By Rene Wadlow
“Since the hungry billion in the world community believe that we can all eat if we set our common house in order, they believe also that it is unjust that some men die because it is too much trouble to arrange for them to live.”
Stringfellow Barr Citizen of the World (1952)
The UN Food and Agriculture Organization (FAO) in a 22 February 2017 alert has indicated that the States of East Africa – Somalia, Kenya, Ethiopia, Uganda and South Sudan – face famine conditions and that some 20 million people are at grave risk. The most in danger are the people in Somalia and South Sudan where armed violence has destroyed all government infrastructure and thus the possibility of government action. All that remains for action in these two countries are UN staff and non-governmental organizations (NGOs).
In the other East African countries, there are government services which can deliver food relief but who can not increase rapidly local food production, local post-harvest storage and the delivery of local products to local markets.

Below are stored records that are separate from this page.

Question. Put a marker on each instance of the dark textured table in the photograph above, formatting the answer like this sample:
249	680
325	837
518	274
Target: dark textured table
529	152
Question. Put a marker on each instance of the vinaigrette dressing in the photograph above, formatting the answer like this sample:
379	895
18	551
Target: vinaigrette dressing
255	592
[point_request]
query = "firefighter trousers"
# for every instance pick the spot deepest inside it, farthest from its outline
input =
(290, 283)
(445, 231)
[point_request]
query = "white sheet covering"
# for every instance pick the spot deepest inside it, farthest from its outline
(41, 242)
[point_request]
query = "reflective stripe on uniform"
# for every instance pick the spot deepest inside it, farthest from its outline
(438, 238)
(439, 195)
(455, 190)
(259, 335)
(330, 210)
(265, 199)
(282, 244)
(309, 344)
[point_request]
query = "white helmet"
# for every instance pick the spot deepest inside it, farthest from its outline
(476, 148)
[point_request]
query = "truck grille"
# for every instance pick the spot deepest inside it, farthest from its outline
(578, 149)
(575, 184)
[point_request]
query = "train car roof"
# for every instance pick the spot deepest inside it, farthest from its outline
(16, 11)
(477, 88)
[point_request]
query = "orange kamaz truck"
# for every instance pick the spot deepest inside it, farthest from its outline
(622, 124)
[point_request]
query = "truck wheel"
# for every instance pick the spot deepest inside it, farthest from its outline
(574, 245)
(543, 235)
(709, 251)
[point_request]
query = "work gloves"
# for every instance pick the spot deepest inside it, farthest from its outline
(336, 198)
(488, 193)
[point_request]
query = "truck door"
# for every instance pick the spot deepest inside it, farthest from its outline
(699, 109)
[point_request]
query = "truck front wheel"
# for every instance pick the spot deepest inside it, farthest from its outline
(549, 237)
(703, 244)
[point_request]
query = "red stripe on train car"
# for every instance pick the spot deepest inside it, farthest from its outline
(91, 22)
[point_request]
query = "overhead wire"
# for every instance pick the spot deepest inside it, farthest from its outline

Moreover, the famine conditions in East Africa are closely related to similar food loss in the neighboring countries of the Sahel. As the armed conflicts in South Sudan and Somalia, northeast Nigeria, parts of Niger, northern Cameroon and the Lake Chad area are victims of the Boko Haram violence. Some of the Boko Haram groups in the Lake Chad area have degenerated into bandits with no structured ideology.
In addition to the civil unrest, there is also a strong negative impact of the climate. For three years in a row, there has been a shortage of rain, and the drought weakens an already fragile soil. Even with a return to the usual rainfall, the drought has accentuated soil loss, the lowering of the water table, and the drying up of small ponds where cattle are brought to drink. People move in search for water, often creating tensions between local inhabitants and newcomers.
There may also be longer-range climate change impact – none of which would be positive for greater agricultural production.
The United Nations has asked government for greater contributions in money or surplus food. However, the UN faces a political climate of “ aid fatigue” with constant requests to help with refugee flows, increased peace-keeping forces, and ecological protection.
A central theme which citizens of the world have long stressed is that there needs to be a world food policy and that a world food policy is more than the sum of national food security programs. World food security has too often been treated as a collection of national food security initiatives. While the adoption of a national strategy to ensure food and nutrition security for all in the country is essential, a focus on the formulation of national plans is clearly inadequate.
There is a need for a world plan of action with focused attention given to the role that the UN and regional institutions must play if hunger is to be sharply reduced. It is clear that certain regional bodies, such as the European Union, already play an important role in setting agricultural policy both in terms of production and export policy. There may be a time when the African Union will also play a crucial role in setting policy monitoring and coordinating agriculture.
Today, there is a need for cooperation among the UN family of agencies, national governments, non-governmental organizations and the millions of food producers to respond with both short-term measures to help people now suffering from lack of food and with longer-range structural issues. The world requires a World Food Policy and a clear Plan of Action.